When the companies refused to assure the FTC that they would not close before the U.K. proceedings wrapped, the FTC said it had no choice but to seek a temporary injunction to block the acquisition, pending its in-house trial.

It would be highly unlikely for the companies to close the deal prior to a resolution in the U.K., said Bill Kovacic, a former FTC chair and non-executive chairman of the CMA. “These companies are repeat players with these regulators,” Kovacic said, referring to the strong likelihood that Microsoft will have deals in the future requiring CMA approval. “You don't want to be seen by your regulator as being contemptuous of them.”

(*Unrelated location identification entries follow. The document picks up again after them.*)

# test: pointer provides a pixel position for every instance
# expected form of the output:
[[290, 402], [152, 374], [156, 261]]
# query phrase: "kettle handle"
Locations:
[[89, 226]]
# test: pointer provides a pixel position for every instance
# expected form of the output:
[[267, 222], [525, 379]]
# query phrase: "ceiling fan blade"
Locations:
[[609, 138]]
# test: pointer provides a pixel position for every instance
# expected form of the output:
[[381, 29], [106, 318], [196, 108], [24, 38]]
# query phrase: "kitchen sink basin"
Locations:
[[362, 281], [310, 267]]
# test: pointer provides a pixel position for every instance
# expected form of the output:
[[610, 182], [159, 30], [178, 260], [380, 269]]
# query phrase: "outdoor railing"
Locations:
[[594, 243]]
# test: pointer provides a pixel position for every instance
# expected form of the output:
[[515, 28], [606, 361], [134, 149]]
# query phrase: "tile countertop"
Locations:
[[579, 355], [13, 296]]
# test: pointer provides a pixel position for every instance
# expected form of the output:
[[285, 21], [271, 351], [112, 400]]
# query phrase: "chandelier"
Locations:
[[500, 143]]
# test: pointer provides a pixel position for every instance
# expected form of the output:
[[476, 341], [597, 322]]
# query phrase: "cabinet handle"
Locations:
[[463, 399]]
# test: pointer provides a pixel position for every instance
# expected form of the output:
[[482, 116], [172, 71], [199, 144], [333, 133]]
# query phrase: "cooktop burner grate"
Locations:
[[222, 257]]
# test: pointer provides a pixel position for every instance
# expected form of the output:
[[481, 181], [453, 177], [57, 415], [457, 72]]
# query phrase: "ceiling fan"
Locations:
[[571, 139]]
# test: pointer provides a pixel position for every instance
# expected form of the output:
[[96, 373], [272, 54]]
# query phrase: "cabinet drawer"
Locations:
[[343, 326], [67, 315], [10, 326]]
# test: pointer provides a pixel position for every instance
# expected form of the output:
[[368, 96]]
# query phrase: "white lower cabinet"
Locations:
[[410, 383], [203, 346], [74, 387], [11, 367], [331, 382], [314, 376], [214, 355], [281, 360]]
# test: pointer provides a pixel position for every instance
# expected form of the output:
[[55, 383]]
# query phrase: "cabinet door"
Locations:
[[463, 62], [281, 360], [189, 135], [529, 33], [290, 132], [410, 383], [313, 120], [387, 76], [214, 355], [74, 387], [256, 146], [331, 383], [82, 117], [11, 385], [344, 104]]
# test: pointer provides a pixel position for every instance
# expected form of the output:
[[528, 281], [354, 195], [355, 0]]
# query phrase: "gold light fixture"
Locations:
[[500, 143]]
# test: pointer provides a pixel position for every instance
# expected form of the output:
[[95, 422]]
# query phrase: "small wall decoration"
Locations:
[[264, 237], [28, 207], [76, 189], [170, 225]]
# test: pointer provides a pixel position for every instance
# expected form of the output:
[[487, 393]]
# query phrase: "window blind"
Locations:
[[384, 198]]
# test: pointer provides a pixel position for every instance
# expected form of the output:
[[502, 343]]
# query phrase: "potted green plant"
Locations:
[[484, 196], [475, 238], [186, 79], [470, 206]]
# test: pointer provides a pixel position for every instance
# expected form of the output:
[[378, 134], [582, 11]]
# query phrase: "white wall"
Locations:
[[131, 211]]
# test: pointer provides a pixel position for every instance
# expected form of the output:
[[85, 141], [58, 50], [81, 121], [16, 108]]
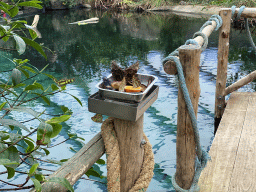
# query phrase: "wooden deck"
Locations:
[[233, 151]]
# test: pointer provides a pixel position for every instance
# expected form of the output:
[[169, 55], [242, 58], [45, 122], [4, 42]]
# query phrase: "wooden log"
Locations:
[[129, 136], [223, 51], [77, 165], [170, 66], [185, 146], [247, 12], [240, 83]]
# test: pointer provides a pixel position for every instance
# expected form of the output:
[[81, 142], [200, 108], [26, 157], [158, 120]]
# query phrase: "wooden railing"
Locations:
[[78, 165]]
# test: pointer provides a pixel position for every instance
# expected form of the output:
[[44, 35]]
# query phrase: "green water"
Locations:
[[85, 52]]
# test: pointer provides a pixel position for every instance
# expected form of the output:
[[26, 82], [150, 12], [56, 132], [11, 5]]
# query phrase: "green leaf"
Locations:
[[39, 86], [30, 146], [33, 169], [44, 133], [30, 4], [46, 100], [20, 44], [4, 8], [62, 181], [34, 45], [16, 76], [25, 110], [56, 129], [48, 75], [14, 11], [37, 184], [63, 108], [25, 73], [64, 160], [8, 162], [11, 172], [29, 69], [31, 87], [4, 136], [7, 122], [19, 85], [2, 105], [71, 135], [101, 162], [13, 156], [59, 119], [54, 87], [92, 172], [46, 151], [76, 99], [39, 177]]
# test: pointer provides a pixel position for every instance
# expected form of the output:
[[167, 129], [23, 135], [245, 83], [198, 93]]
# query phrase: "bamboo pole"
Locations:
[[247, 12], [170, 66], [223, 51], [129, 136], [240, 83], [185, 146]]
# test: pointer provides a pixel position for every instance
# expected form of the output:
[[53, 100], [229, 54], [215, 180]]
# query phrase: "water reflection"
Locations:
[[85, 52]]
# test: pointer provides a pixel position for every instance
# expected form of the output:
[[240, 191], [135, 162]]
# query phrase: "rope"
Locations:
[[233, 8], [113, 160]]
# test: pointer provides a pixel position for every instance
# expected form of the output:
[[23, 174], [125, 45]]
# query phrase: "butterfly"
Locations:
[[63, 82], [118, 73], [98, 118]]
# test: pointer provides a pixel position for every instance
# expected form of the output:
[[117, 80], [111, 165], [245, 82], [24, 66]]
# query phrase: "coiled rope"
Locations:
[[202, 155], [233, 8], [113, 160]]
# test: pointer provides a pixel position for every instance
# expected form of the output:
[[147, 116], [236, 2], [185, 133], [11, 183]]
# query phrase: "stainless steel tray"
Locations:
[[136, 97], [123, 110]]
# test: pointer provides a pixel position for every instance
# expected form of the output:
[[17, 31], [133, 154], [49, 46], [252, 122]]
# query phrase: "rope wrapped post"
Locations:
[[129, 135], [185, 147], [223, 51]]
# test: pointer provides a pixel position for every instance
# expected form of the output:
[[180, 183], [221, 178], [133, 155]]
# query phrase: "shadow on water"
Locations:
[[86, 51]]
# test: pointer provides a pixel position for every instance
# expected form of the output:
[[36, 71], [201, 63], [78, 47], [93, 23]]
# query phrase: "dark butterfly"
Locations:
[[63, 82], [118, 73]]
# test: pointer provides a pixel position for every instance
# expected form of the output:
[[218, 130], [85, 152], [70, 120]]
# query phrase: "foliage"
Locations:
[[20, 145]]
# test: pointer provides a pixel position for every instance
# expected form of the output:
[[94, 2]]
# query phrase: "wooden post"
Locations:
[[223, 51], [185, 146], [129, 136]]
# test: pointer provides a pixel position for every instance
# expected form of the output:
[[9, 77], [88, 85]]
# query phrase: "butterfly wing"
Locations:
[[131, 71], [122, 85], [117, 72]]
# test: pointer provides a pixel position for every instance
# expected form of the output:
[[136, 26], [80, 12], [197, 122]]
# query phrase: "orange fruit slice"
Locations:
[[132, 89]]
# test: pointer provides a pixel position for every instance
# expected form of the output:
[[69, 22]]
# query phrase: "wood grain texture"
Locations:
[[240, 83], [77, 165], [223, 51], [233, 164], [129, 136], [185, 145]]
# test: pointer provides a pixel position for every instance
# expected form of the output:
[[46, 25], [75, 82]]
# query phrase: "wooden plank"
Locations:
[[129, 136], [223, 51], [217, 175], [244, 173], [185, 146], [77, 165]]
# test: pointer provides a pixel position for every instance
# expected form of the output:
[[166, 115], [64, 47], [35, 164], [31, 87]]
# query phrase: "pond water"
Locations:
[[85, 52]]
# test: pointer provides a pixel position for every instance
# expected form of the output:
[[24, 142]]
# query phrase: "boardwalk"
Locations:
[[233, 152]]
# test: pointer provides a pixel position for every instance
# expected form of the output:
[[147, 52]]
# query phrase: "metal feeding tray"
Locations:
[[121, 109], [135, 97]]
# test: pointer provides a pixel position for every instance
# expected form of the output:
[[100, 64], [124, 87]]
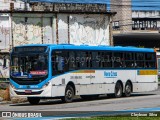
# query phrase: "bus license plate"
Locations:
[[28, 91]]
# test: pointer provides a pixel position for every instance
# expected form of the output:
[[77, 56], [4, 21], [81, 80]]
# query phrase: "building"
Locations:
[[122, 21], [53, 23]]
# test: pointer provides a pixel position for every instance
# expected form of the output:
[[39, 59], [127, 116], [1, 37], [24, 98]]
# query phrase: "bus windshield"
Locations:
[[32, 65]]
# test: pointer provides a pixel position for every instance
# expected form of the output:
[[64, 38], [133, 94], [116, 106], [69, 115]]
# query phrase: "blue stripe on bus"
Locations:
[[40, 85], [86, 47]]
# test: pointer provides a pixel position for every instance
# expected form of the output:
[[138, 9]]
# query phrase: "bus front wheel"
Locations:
[[69, 94], [33, 100]]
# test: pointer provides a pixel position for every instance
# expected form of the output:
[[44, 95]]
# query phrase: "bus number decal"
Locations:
[[110, 74]]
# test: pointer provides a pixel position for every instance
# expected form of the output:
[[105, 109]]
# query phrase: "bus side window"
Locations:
[[129, 60], [118, 60], [139, 57], [150, 60], [95, 60]]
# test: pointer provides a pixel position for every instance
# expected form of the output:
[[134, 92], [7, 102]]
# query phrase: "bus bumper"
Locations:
[[44, 92]]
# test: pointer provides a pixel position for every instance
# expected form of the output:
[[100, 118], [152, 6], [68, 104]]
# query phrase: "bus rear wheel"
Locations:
[[118, 90], [69, 94], [33, 100], [128, 89]]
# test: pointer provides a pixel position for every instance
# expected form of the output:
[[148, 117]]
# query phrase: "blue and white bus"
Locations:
[[64, 71]]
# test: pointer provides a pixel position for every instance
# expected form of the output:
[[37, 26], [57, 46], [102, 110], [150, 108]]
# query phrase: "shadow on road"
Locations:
[[58, 101]]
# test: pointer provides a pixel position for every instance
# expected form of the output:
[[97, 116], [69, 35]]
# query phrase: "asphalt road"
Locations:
[[56, 107]]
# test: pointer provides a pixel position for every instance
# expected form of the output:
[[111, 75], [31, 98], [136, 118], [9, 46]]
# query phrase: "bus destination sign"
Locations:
[[30, 49]]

In practice, whichever side loses its fight over that injunction in federal court typically gives up, with either the companies abandoning the deal or the FTC dropping its case. Microsoft has said a win for the FTC will “effectively block” the deal.

Central to the FTC’s concerns is whether acquiring Activision would give Microsoft an unfair boost in the video game market. Microsoft’s Xbox is No. 3 behind the industry-leading Sony Interactive Entertainment and its PlayStation console. Sony, however, is the deal’s primary opponent, telling the FTC and foreign regulators it would be significantly disadvantaged if Microsoft made hit games like Call of Duty exclusive to its platforms.

Microsoft has pledged to continue making Call of Duty available on competing platforms and has reached multiple 10-year agreements including with Nintendo and Nvidia, which operates a cloud gaming service, to make the game available, contingent on it closing the deal. Microsoft extended the same deal to Sony, which has so far not been accepted.

Jim Ryan, CEO of Sony Interactive Entertainment, is not testifying live during the hearing, though video of his deposition in the case will be played in court.

A Sony spokesperson did not respond for comment.

Microsoft has repeatedly said that pulling Call of Duty from Sony’s PlayStation console would not make financial sense. The FTC’s concerns, however, extend beyond physical consoles and include whether Microsoft would leverage the deal to dominate the nascent cloud gaming market and subscription gaming services. The company’s Xbox Game Pass is already the market-leading subscription service.

Microsoft disputes that, saying its goal is to make Activision games more accessible, including with its deals with rival gaming companies.

The allegations that Microsoft is using the deal to gain an unfair advantage in the nascent cloud gaming market make it a difficult case for the FTC, said Vanderbilt Law School professor Rebecca Haw Allensworth, who focuses on antitrust law and favors aggressive enforcement.

The FTC lost a similar challenge to Meta’s purchase of a virtual reality app-maker, after arguing that deal threatened competition in the early-stage virtual reality market.

“It’s likely that the government will lose, even if we factor in the fact that in the last five years, Congress, the antitrust agencies and to some extent courts, have been willing to get on board with the fact that tech consolidation has gone too far.” Still, she said, it’s important to bring these cases in order to develop the law.

While most regulators around the world have sided with the companies, New Zealand’s antitrust regulator this week said it is concerned the deal will harm competition.

U.S. District Judge Jacqueline Scott Corley, nominated by Biden in 2021, is presiding over the case. Aside from several short stints in private practice, Corley has spent the bulk of her career in the judicial branch, having previously served for 11 years as a federal magistrate judge in San Francisco. She also spent 11 years clerking for U.S. District Judge Charles Breyer, also in San Francisco.

Corley is already familiar with the core of the arguments against the deal. She has presided over a class action since last year that was brought by gamers who are also seeking to block the deal. Corley declined to enjoin the deal pending a trial in that case, but noted that the gamers are held to a higher standard than the FTC.